The magic has happened again: deep, tongue-tying darkness in the middle of a sunny day.
It was really cold: my hands started freezing as soon as I took off my gloves to capture this day in some pictures.
Adventalen, March 20, 2015. Credit: Fabio Del Sordo / GalileoMobile
The light began changing gradually, from ten in the morning onwards, turning the surrounding mountains from white into a sort of yellow mixed with red.
A hot-air balloon was sailing the south-eastern blue sky, where a sundog was shining.
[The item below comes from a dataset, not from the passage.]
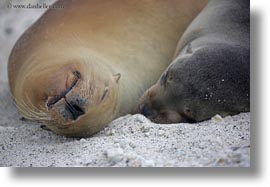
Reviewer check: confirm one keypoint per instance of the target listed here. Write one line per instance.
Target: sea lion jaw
(67, 98)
Then it moved towards the Sun, perhaps trying to help the Moon to obscure our star. But this traveler of the air didn’t dare to interfere with the fight, and thus passed below the Sun, kept moving south, and finally disappeared behind the ridges of arctic mountains.
A hot-air balloon crossing the sky near a sundog. Credit: Fabio Del Sordo / GalileoMobile
I was checking the solar disk through my solar-filter glasses, taken at UNIS yesterday morning. The Moon was about to win the fight with the Sun, which did surrender, with a final breath, some minutes past eleven.
The Moon passing between me and the Sun. Credit: Fabio Del Sordo / GalileoMobile
The whole valley suddenly turned into an unknown place, a landscape of one of the extraterrestrial lands that humans will, one day, discover, touch, explore.
The sky during the totality of the solar eclipse On the left, Venus is visible. Credit: Fabio Del Sordo / GalileoMobile
Then, the magic: our star took back its place in the terrestrial sky, the Moon was convinced to give up the fight.
The Sun irradiated the humans with its light and love. One can entirely understand them only after a storm of darkness.